According to the VA, Post Traumatic Stress Disorder happens after a person has been through one or more traumatic events. Although combat is one event that veterans can experience, there are other events that may lead to a veteran suffering from PTSD. These events include childhood sexual or physical abuse, serious accidents, sexual or physical assault, or a national disaster. Whenever the traumatic event occurs, the one experiencing the event may believe that his/her life is in danger.
— MAPS (@MAPS) March 24, 2016
Although most who go through a traumatic event only experience symptoms at the beginning, those who develop PTSD develop the mental stress due to whether or not they received support after the event, how strong their reactions were to the events, how close they were to the events and how much in control of the events they felt. Depending on when the trauma or traumas occurred, those who have PTSD may continue to experience symptoms for years, and the results can lead to hopelessness, despair, depression, anxiety, drinking, and drugs or other problems.

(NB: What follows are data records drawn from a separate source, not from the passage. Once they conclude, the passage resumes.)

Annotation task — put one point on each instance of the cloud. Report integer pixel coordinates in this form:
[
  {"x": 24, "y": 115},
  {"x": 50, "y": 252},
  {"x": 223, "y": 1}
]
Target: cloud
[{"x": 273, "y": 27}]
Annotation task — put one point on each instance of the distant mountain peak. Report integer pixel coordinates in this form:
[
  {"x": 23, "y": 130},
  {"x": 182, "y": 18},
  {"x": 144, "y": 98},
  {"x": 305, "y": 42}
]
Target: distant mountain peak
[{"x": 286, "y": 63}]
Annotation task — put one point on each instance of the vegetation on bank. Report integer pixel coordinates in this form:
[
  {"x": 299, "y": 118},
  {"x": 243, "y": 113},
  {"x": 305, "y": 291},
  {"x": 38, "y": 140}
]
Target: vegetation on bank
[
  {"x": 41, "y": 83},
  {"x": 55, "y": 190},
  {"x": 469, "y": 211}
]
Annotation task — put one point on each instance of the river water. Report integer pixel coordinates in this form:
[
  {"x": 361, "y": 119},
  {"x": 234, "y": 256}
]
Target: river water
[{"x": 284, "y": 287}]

Tech Times reported that some veterans were using marijuana to treat their PTSD in spite of the limited research available on the use of marijuana to treat the condition. Some veterans have claimed that marijuana helped them to manage the anxiety, nightmares, and insomnia that resulted from their experiences after using drugs like Zoloft and Klonopin, prescription drugs which they said left them feeling more like zombies.
The VA has also cautioned against the use of marijuana, even medical marijuana, to treat PTSD because limited research has been done and marijuana has been linked to medical and psychiatric problems. Caution has been advised before using marijuana to treat PTSD symptoms, as the lack of studies and the highly addictive nature of marijuana can cause those who are using it to become addicted.
— Jane (@AskMJane) March 18, 2016
Fox 31 Denver reported that veterans in Colorado are suing to allow to use of medical marijuana for PTSD. Although it has been used to treat the symptoms of everything from cancer to cataracts, and some states allow the use of medical marijuana for PTSD, Colorado does not. Denver attorney Bob Hoban said that he is representing several veterans in the lawsuit specifically for the treatment of anxiety.
“The medical system and the medical stores should be accessible to PSTD sufferers because they provide different products, carry different products, different potencies than what’s served on the retail or recreational side.”
— MME (@MME_PORTLAND) March 18, 2016
Curt Bean, a former soldier represented in the lawsuit, served as a scout in Iraq during the current war. He said that when he returned from the war, he found himself fighting depression and anxiety. He said that he drank a lot, stayed in bed, and avoided people. Since using marijuana to treat his symptoms, he said that he felt relief.
For those considering using medical marijuana for the treatment of PTSD, it is important to remember that marijuana, even medical marijuana, is a drug. The VA has reported that it is highly addictive, and no studies have been done on the effects on veterans. Caution is advised until more information is available.